From April 1933, Krämer belonged to the SA . In November 1934 he volunteered for the Reichswehr and completed twelve months of military service. He then worked briefly as an industrial laborer. Afterwards he joined the SS-Totenkopfverband "Elbe". From June 1936 he was employed in the guards of the Lichtenburg concentration camp in Prettin . In 1937 he joined the NSDAP . In August 1937 he was on guard duty in the office of the Thuringian Gauleiter Fritz Sauckel in Weimar . In May 1938 he was delegated to the SS-Totenkopfstandard "Brandenburg" in Oranienburg . Here he was initially a member of the security team from Sachsenhausen concentration camp. In 1939 he was transferred to the command staff of the Sachsenhausen concentration camp and used as a block and work command leader. In autumn 1941 he participated in the mass murder of Soviet prisoners of war. At the end of 1943 he was transferred to the Herzogenbusch concentration camp in the Netherlands , where he worked as a block leader. In 1944, Krämer was withdrawn to serve on the front in the east.

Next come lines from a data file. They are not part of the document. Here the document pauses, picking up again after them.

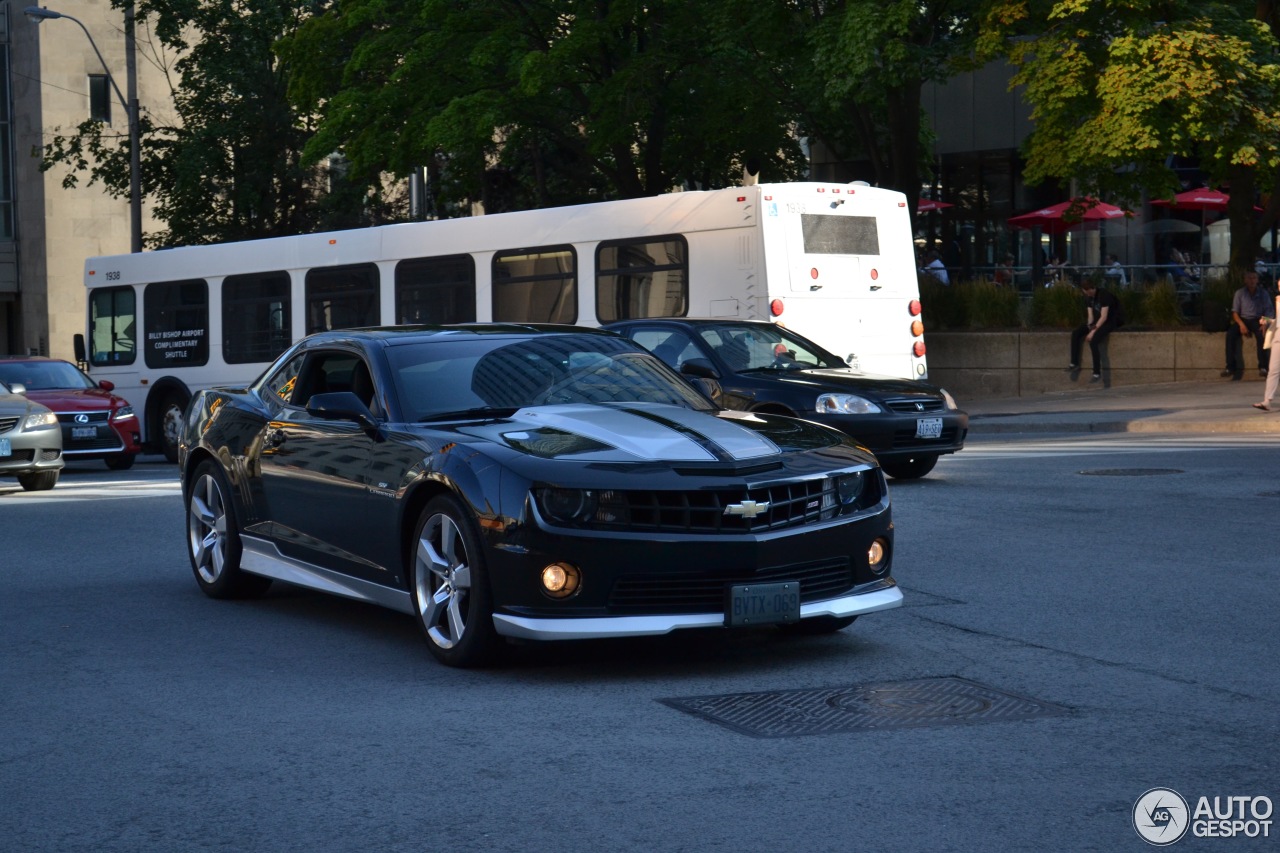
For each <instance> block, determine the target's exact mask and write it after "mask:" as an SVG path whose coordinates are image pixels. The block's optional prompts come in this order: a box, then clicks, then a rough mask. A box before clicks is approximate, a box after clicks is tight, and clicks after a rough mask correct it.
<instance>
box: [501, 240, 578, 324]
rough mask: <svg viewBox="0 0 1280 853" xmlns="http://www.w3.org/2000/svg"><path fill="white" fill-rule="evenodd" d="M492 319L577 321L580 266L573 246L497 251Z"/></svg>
mask: <svg viewBox="0 0 1280 853" xmlns="http://www.w3.org/2000/svg"><path fill="white" fill-rule="evenodd" d="M493 319H494V320H499V321H509V323H573V321H575V320H577V263H576V257H575V255H573V248H572V247H570V246H545V247H541V248H526V250H521V251H511V252H498V254H497V255H494V257H493Z"/></svg>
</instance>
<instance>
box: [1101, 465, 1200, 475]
mask: <svg viewBox="0 0 1280 853" xmlns="http://www.w3.org/2000/svg"><path fill="white" fill-rule="evenodd" d="M1184 473H1185V471H1183V470H1181V469H1179V467H1100V469H1097V470H1093V471H1080V474H1084V475H1087V476H1158V475H1161V474H1184Z"/></svg>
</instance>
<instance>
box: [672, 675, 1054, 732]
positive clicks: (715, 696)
mask: <svg viewBox="0 0 1280 853" xmlns="http://www.w3.org/2000/svg"><path fill="white" fill-rule="evenodd" d="M660 702H663V703H664V704H668V706H671V707H673V708H677V710H680V711H684V712H686V713H692V715H694V716H699V717H703V719H704V720H710V721H712V722H716V724H718V725H722V726H724V727H726V729H732V730H735V731H737V733H741V734H745V735H751V736H753V738H794V736H797V735H817V734H838V733H845V731H859V730H863V729H910V727H916V726H941V725H952V724H960V722H1001V721H1006V720H1027V719H1030V717H1041V716H1052V715H1060V713H1068V712H1069V711H1070V710H1069V708H1066V707H1062V706H1059V704H1052V703H1048V702H1041V701H1039V699H1032V698H1028V697H1021V695H1015V694H1012V693H1005V692H1004V690H997V689H996V688H991V686H987V685H984V684H978V683H977V681H969V680H966V679H957V678H943V679H920V680H918V681H888V683H884V684H863V685H859V686H846V688H820V689H817V690H771V692H764V693H731V694H727V695H699V697H686V698H677V699H660Z"/></svg>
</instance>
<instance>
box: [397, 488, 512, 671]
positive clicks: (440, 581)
mask: <svg viewBox="0 0 1280 853" xmlns="http://www.w3.org/2000/svg"><path fill="white" fill-rule="evenodd" d="M411 560H412V571H411V587H410V593H411V596H412V601H413V616H415V617H416V620H417V625H419V628H420V629H421V630H422V634H424V635H425V637H426V646H428V648H430V649H431V654H434V656H435V658H436V660H438V661H440V662H442V663H444V665H447V666H458V667H472V666H481V665H484V663H488V662H489V661H492V660H493V657H494V654H495V653H497V651H498V648H499V647H500V644H502V639H500V638H499V637H498V631H497V630H495V629H494V626H493V593H492V590H490V589H489V578H488V573H486V571H485V565H484V552H483V551H481V548H480V537H479V535H477V534H476V532H475V524H474V523H472V521H471V514H470V512H467V511H466V510H465V508H463V507H462V505H461V503H458V501H456V500H454V498H452V497H448V496H440V497H436V498H433V500H431V501H430V503H428V505H426V508H425V510H422V515H421V517H420V519H419V523H417V526H416V528H415V530H413V555H412V557H411Z"/></svg>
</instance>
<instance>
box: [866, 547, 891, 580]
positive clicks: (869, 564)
mask: <svg viewBox="0 0 1280 853" xmlns="http://www.w3.org/2000/svg"><path fill="white" fill-rule="evenodd" d="M887 546H888V543H887V542H886V540H884V539H877V540H876V542H873V543H872V547H870V548H868V549H867V566H868V567H869V569H870V570H872V571H874V573H877V574H879V573H882V571H884V569H886V566H887V565H888V564H886V562H884V557H886V556H887V555H888V547H887Z"/></svg>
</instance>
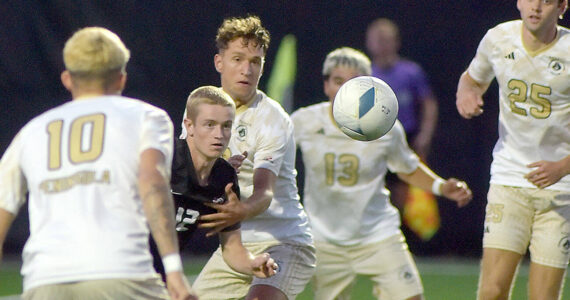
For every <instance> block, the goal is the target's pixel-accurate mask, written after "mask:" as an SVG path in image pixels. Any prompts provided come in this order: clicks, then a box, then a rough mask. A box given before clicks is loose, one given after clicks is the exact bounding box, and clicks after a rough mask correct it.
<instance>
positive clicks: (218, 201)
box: [212, 197, 225, 204]
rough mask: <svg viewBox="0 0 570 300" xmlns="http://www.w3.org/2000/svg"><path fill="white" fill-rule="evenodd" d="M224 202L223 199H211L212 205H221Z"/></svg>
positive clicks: (223, 199) (221, 198)
mask: <svg viewBox="0 0 570 300" xmlns="http://www.w3.org/2000/svg"><path fill="white" fill-rule="evenodd" d="M224 201H225V200H224V198H223V197H218V198H214V199H212V203H214V204H222V203H224Z"/></svg>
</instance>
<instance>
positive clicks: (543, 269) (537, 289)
mask: <svg viewBox="0 0 570 300" xmlns="http://www.w3.org/2000/svg"><path fill="white" fill-rule="evenodd" d="M565 274H566V269H565V268H564V269H561V268H554V267H549V266H544V265H539V264H536V263H533V262H531V264H530V270H529V276H528V291H529V299H530V300H541V299H562V295H561V293H562V285H563V284H564V276H565Z"/></svg>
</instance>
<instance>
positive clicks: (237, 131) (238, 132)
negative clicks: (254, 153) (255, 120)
mask: <svg viewBox="0 0 570 300" xmlns="http://www.w3.org/2000/svg"><path fill="white" fill-rule="evenodd" d="M236 132H237V138H238V140H240V141H242V142H243V141H245V137H246V136H247V126H245V125H239V126H238V127H236Z"/></svg>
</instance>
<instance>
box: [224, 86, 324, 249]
mask: <svg viewBox="0 0 570 300" xmlns="http://www.w3.org/2000/svg"><path fill="white" fill-rule="evenodd" d="M228 148H229V149H230V152H231V155H236V154H240V153H243V152H244V151H247V153H248V154H247V158H246V159H245V160H244V161H243V164H242V166H241V168H240V172H239V174H238V180H239V186H240V192H241V196H242V198H243V199H246V198H249V197H250V196H251V194H252V193H253V173H254V171H255V169H258V168H265V169H268V170H270V171H271V172H273V173H274V174H275V175H277V179H276V181H275V186H274V188H273V199H272V200H271V204H270V205H269V208H268V209H267V210H266V211H264V212H263V213H261V214H259V215H257V216H256V217H254V218H252V219H249V220H245V221H243V222H242V223H241V231H242V240H243V242H244V243H252V242H270V241H280V242H284V241H286V242H293V243H300V244H312V242H313V240H312V235H311V231H310V228H309V224H308V220H307V215H306V214H305V211H304V210H303V206H302V205H301V203H300V202H299V195H298V191H297V183H296V176H297V171H296V170H295V154H296V153H295V152H296V146H295V140H294V139H293V124H292V123H291V120H290V119H289V115H287V113H286V112H285V110H283V108H282V107H281V105H280V104H279V103H277V102H276V101H275V100H273V99H270V98H269V97H267V96H266V95H265V94H264V93H263V92H261V91H257V95H256V96H255V99H254V100H253V101H252V102H251V103H250V104H249V105H248V106H242V107H240V108H238V109H237V111H236V119H235V122H234V126H233V128H232V137H231V139H230V143H229V147H228Z"/></svg>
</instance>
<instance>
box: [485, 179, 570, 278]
mask: <svg viewBox="0 0 570 300" xmlns="http://www.w3.org/2000/svg"><path fill="white" fill-rule="evenodd" d="M487 198H488V201H487V208H486V215H485V227H484V235H483V247H484V248H495V249H503V250H509V251H513V252H516V253H519V254H521V255H524V254H525V253H526V250H527V248H528V249H529V252H530V257H531V261H532V262H534V263H537V264H540V265H545V266H549V267H554V268H561V269H565V268H566V266H567V265H568V259H570V239H569V237H570V224H569V222H568V220H570V193H568V192H560V191H552V190H542V189H538V188H520V187H511V186H503V185H496V184H491V186H490V188H489V194H488V197H487Z"/></svg>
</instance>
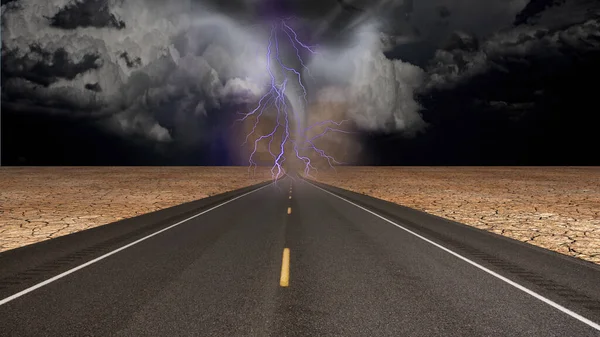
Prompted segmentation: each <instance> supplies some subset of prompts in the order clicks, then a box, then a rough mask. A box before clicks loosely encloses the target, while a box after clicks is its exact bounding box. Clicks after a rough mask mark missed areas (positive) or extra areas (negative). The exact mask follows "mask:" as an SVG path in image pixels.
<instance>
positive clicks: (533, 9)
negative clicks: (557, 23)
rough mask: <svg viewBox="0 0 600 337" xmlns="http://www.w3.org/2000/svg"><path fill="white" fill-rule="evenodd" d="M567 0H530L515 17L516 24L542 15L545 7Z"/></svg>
mask: <svg viewBox="0 0 600 337" xmlns="http://www.w3.org/2000/svg"><path fill="white" fill-rule="evenodd" d="M564 2H565V0H530V1H529V3H528V4H527V5H526V6H525V8H523V10H522V11H520V12H519V13H518V14H517V16H516V18H515V22H514V24H515V25H520V24H524V23H527V22H528V21H529V20H532V19H533V18H535V16H538V15H540V14H541V13H542V12H543V11H544V10H545V9H547V8H549V7H552V6H556V5H558V4H563V3H564Z"/></svg>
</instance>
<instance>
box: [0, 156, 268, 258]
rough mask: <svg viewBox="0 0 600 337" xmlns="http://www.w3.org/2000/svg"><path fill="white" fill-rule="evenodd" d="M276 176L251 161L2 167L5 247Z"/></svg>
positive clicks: (180, 201)
mask: <svg viewBox="0 0 600 337" xmlns="http://www.w3.org/2000/svg"><path fill="white" fill-rule="evenodd" d="M270 179H271V175H270V173H269V172H268V171H267V170H266V169H264V170H263V169H259V170H257V172H256V174H255V175H254V176H252V177H251V176H249V174H248V168H247V167H95V168H92V167H31V168H21V167H1V168H0V252H1V251H5V250H9V249H13V248H17V247H21V246H25V245H28V244H32V243H35V242H39V241H43V240H47V239H51V238H55V237H58V236H62V235H66V234H70V233H74V232H78V231H81V230H85V229H88V228H92V227H97V226H100V225H103V224H107V223H111V222H114V221H118V220H121V219H124V218H129V217H133V216H136V215H139V214H143V213H148V212H152V211H156V210H159V209H163V208H167V207H170V206H174V205H178V204H181V203H184V202H188V201H192V200H197V199H201V198H204V197H207V196H210V195H214V194H219V193H223V192H226V191H230V190H234V189H238V188H241V187H244V186H248V185H253V184H256V183H259V182H262V181H266V180H270Z"/></svg>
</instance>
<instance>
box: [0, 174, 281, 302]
mask: <svg viewBox="0 0 600 337" xmlns="http://www.w3.org/2000/svg"><path fill="white" fill-rule="evenodd" d="M270 185H271V184H267V185H265V186H263V187H259V188H257V189H255V190H252V191H250V192H247V193H244V194H242V195H240V196H237V197H235V198H233V199H231V200H227V201H225V202H223V203H221V204H218V205H217V206H214V207H212V208H209V209H207V210H205V211H203V212H200V213H198V214H195V215H192V216H191V217H189V218H187V219H185V220H181V221H179V222H178V223H176V224H173V225H171V226H169V227H166V228H163V229H161V230H159V231H157V232H154V233H152V234H150V235H147V236H144V237H143V238H141V239H138V240H136V241H133V242H131V243H129V244H126V245H125V246H123V247H121V248H117V249H115V250H113V251H111V252H109V253H106V254H104V255H102V256H99V257H97V258H95V259H93V260H90V261H88V262H86V263H84V264H81V265H79V266H77V267H75V268H72V269H69V270H67V271H65V272H64V273H61V274H58V275H56V276H54V277H52V278H49V279H47V280H46V281H42V282H40V283H38V284H36V285H34V286H31V287H29V288H27V289H25V290H22V291H19V292H18V293H16V294H14V295H11V296H8V297H7V298H4V299H2V300H0V305H4V304H6V303H8V302H10V301H12V300H14V299H17V298H19V297H21V296H23V295H25V294H27V293H30V292H32V291H34V290H36V289H38V288H41V287H43V286H45V285H47V284H50V283H52V282H54V281H56V280H58V279H61V278H63V277H65V276H67V275H69V274H72V273H74V272H76V271H78V270H80V269H83V268H85V267H87V266H89V265H91V264H94V263H96V262H98V261H100V260H104V259H105V258H107V257H109V256H111V255H113V254H116V253H118V252H120V251H122V250H124V249H127V248H129V247H131V246H133V245H136V244H138V243H140V242H142V241H144V240H147V239H149V238H151V237H153V236H155V235H158V234H160V233H162V232H165V231H168V230H169V229H171V228H173V227H176V226H179V225H181V224H182V223H184V222H186V221H189V220H192V219H194V218H196V217H199V216H201V215H202V214H205V213H208V212H210V211H212V210H213V209H216V208H219V207H221V206H223V205H226V204H228V203H230V202H232V201H234V200H237V199H239V198H241V197H244V196H247V195H248V194H250V193H254V192H256V191H260V190H262V189H263V188H265V187H267V186H270Z"/></svg>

After the end of the war he was taken prisoner by the Americans in Tyrol , where he suffered a gunshot wound. The US military authorities handed him over to the French troops. Until May 1948 he was imprisoned in the internment camps Auxonne and Altschweier . After his release, he settled in Hesse and worked in agriculture. At the beginning of the 1950s he found work again in his profession as a printer . In 1964 he was arrested and was in custody . In May 1965 he was on trial in the first Sachsenhausen trial in Cologne , where he was charged with participating in the mass murder of Soviet prisoners of war. On May 28, 1965, he was sentenced to one year and eight months in prison by the Cologne Regional Court .

literature

Individual evidence

  1. ^ A b c Günter Morsch: The Concentration Camp SS 1936-1945: Division of labor in the Sachsenhausen concentration camp . Berlin 2018, p. 291.
  2. ^ A b c Günter Morsch: The Concentration Camp SS 1936-1945: Division of labor in the Sachsenhausen concentration camp . Berlin 2018, p. 292.
  3. ^ A b c Günter Morsch: The Concentration Camp SS 1936-1945: Division of labor in the Sachsenhausen concentration camp . Berlin 2018, p. 293.
  4. ^ Stephanie Bohra: Tatort Sachsenhausen: Prosecution of concentration camp crimes in the Federal Republic of Germany . Metropol Verlag, Berlin, 2019, ISBN 978-3863314606 , p. 600.